Appellant voert in hoger beroep aan dat de inkomenssuppletie dient te worden aangemerkt als een loondervingsuitkering dan wel een uitkering die naar aard en strekking daarmee overeenkomt en op die grond voor de vaststelling van het voor de TW in aanmerking te nemen inkomen moet worden meegerekend. De rechtbank is volgens appellant van een te beperkte interpretatie van het begrip loondervingsuitkering uitgegaan. Van de zijde van appellant wordt er op gewezen dat de inkomenssuppletie ingevolge artikel 15 van het Reïntegratie-instrumenten-besluit Wet REA voor de premieheffing en inhouding wordt aangemerkt als een uitkering op grond van de Wet arbeidsongeschiktheidsverzekering zelfstandigen (WAZ) en ook in het vervallen Besluit inkomenssuppletie AAW als onderdeel van de arbeidsongeschiktheidsuitkering werd aangemerkt. Uit artikel 16 van het Reïntegratie-instrumenten-besluit Wet REA, waarin de hoogte van de inkomenssuppletie is bepaald, blijkt dat deze onverbrekelijk verbonden is met de arbeidsongeschiktheidsuitkering. Ook overigens is het karakter van de inkomenssuppletie van dien aard dat deze als een loondervingsuitkering beschouwd kan worden. Het betreft een regeling zonder toets op vermogen of partnerinkomen. Bovendien is de inkomenssuppletie bedoeld om te voorzien in een inkomensderving. Tot slot doet appellant een beroep op analogie met het bepaalde in het tweede lid van artikel 130b van de Werkloosheidswet (WW), waarin de loonsuppletie als bedoeld in het eerste lid van die bepaling, voor onder meer de toepassing van andere wetten en de daarop berustende bepalingen wordt aangemerkt als uitkering op grond van de verplichte verzekering op grond van de WW.
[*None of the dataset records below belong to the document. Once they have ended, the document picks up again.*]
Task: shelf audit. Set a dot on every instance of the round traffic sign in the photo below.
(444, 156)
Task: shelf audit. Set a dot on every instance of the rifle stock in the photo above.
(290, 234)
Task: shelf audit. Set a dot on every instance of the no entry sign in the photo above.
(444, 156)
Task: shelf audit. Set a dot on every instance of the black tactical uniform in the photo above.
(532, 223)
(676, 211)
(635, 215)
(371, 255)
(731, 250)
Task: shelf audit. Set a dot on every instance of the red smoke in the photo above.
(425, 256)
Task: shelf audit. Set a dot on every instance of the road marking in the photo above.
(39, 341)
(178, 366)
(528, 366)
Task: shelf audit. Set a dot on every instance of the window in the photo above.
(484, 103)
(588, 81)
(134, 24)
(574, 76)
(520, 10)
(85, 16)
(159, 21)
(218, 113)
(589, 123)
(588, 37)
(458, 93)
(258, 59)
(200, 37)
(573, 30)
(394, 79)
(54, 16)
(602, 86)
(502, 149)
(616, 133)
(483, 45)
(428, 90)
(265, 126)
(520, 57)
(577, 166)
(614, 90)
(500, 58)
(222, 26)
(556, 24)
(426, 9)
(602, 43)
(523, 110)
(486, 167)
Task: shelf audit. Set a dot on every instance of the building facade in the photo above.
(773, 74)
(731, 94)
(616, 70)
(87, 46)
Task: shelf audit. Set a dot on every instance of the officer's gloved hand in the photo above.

In dit geding dient de Raad de vraag te beantwoorden of het bestreden besluit in rechte stand houdt.
Voor de beantwoording van deze vraag zijn onder meer de volgende wettelijke bepalingen van belang:
Artikel 1, eerste lid, aanhef en onder f van de TW:
" In deze wet en de daarop berustende bepalingen wordt verstaan onder loondervingsuitkering: een uitkering krachtens de verplichte verzekering ingevolge de Werkloosheidswet, de Ziektewet, en de Wet op de arbeidsongeschiktheids-verzekering en de Wet arbeidsongeschiktheid zelfstandigen alsmede een uitkering op grond van de Wet arbeidsongeschiktheidsvoorziening jonggehandicapten en de Wet arbeidsongeschiktheidsverzekering militairen."
Artikel 2, derde lid, van de TW:
" Recht op toeslag heeft de ongehuwde die recht heeft op een loondervingsuitkering en per dag een inkomen heeft dat lager is dan 70% van het minimumloon."
Artikel 6, 1e lid, aanhef en onder b, van de TW:
" Als inkomen wordt aangemerkt voor een ongehuwde: zijn inkomen uit of in verband met arbeid in het bedrijfs- en beroepsleven."
Artikel 6, derde lid, van de TW:
" Bij AMvB worden nadere regels en zonodig afwijkende regels gesteld m.b.t. het inkomen.(…)"
Hieraan is uitwerking gegeven in het Besluit.
Art. 7, eerste lid, aanhef en onder a Besluit:
" Voor de toepassing van artikel 6, eerste lid, van de TW wordt onder inkomen in verband met arbeid in het bedrijfs- en beroepsleven verstaan een loondervingsuit-kering in de zin van de wet alsmede een uitkering die naar aard en strekking daarmede overeenkomt."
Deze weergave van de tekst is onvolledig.